The Bookshelf (Mini) Review: Baseball Obscura 2024

July 10, 2024

Bill James has left the building.

I remember picking up the first edition of his Baseball Abstract when it first became commercially available in the late 1980s. Since then, his work has become synonymous with clever analysis, as opposed to just a collection of numbers one could find in various encyclopedias. The Walk-Off Edition, the finale of his eponymous Handbook series, was released last October.

https://m.media-amazon.com/images/I/61kZOWsRDhL._SL1293_.jpgSo the question is, what will fill the void?

One potential source comes from David J. Fleming, who released Baseball Obscura 2024 in February.

The subtitle is “Essays, Insights, and Analysis About Baseball That You Can’t Find Anywhere Else.” I don’t know if that’s strictly true as there are dozens of sites devoted to looking at the game from increasing angles (and you thought there were only 360 degrees in a circle).

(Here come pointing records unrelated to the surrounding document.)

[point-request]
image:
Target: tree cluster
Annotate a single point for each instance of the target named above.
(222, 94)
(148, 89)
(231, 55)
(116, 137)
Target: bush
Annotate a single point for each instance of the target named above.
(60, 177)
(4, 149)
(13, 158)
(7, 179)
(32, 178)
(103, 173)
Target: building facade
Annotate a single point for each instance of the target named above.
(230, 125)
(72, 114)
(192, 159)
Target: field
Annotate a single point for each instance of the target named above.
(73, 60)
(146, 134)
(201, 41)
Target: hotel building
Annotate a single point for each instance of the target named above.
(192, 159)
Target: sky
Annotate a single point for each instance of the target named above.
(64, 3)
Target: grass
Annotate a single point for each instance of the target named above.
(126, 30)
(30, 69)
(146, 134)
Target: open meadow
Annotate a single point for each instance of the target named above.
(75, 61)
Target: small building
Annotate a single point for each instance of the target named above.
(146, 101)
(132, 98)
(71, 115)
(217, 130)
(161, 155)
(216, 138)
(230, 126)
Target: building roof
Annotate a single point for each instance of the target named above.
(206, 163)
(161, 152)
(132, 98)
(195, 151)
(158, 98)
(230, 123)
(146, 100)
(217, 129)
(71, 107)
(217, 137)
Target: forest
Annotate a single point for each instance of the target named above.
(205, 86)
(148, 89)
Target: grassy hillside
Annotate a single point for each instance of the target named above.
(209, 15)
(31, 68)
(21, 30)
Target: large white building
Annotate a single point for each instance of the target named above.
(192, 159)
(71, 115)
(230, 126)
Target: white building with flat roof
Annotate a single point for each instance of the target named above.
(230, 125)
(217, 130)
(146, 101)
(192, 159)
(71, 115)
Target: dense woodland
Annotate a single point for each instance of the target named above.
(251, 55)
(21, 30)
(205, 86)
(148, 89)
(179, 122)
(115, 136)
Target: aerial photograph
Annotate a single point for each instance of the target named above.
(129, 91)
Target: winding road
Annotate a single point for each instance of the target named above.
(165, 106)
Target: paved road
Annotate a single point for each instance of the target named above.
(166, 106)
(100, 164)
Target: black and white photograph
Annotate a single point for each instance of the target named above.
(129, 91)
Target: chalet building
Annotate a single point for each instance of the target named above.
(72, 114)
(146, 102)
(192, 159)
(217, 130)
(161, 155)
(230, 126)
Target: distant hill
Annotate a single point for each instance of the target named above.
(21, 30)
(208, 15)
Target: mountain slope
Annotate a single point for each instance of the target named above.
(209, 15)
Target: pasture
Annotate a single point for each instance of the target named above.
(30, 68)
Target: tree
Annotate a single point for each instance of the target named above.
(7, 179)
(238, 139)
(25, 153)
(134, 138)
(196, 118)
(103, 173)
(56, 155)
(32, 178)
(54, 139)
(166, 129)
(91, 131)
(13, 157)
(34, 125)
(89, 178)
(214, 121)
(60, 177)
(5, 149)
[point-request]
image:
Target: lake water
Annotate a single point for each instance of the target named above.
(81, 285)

After a few “General Essays: Where We Are,” Fleming, like James, devotes chapters to each team, replete with observations about individual players or situations. He follows this with additional essays on “Where We’ve Been/Where We’re Going.” Unlike James, there are a whole passel of new stats that enter into the mix. One of these, Run Element Ratio, is the topic of “A Not-Brief Enough History of Baseball Told Through a Statistic.”

A generation ago, it was James’ “Runs Created” that was supposed to be the definitive stat. Most recently “Wins Above Replacement” (WAR) has become the go-to. There have been many in between. Anthony Castrovince gave us the excellent Fan’s Guide to Baseball Analytics: Why WAR, WHIP, wOBA, and Other Advanced Sabermetrics Are Essential to Understanding Modern Baseball in 2020. None of these are perfect, at least to this math-challenged reader.

The problem with these items is that they basically do not deal with the future. Baseball magazines which were supposed to predict the coming season are all but gone

So does Baseball Obscura do the job? Depends on who you ask. The back cover begins with the line, “This is a book you do not need” and ends with “This is the first try at what’s destined to be either an annual classic or a yearly mistake.”

Remember, the Baseball Abstract took some time to get going and look where that got us.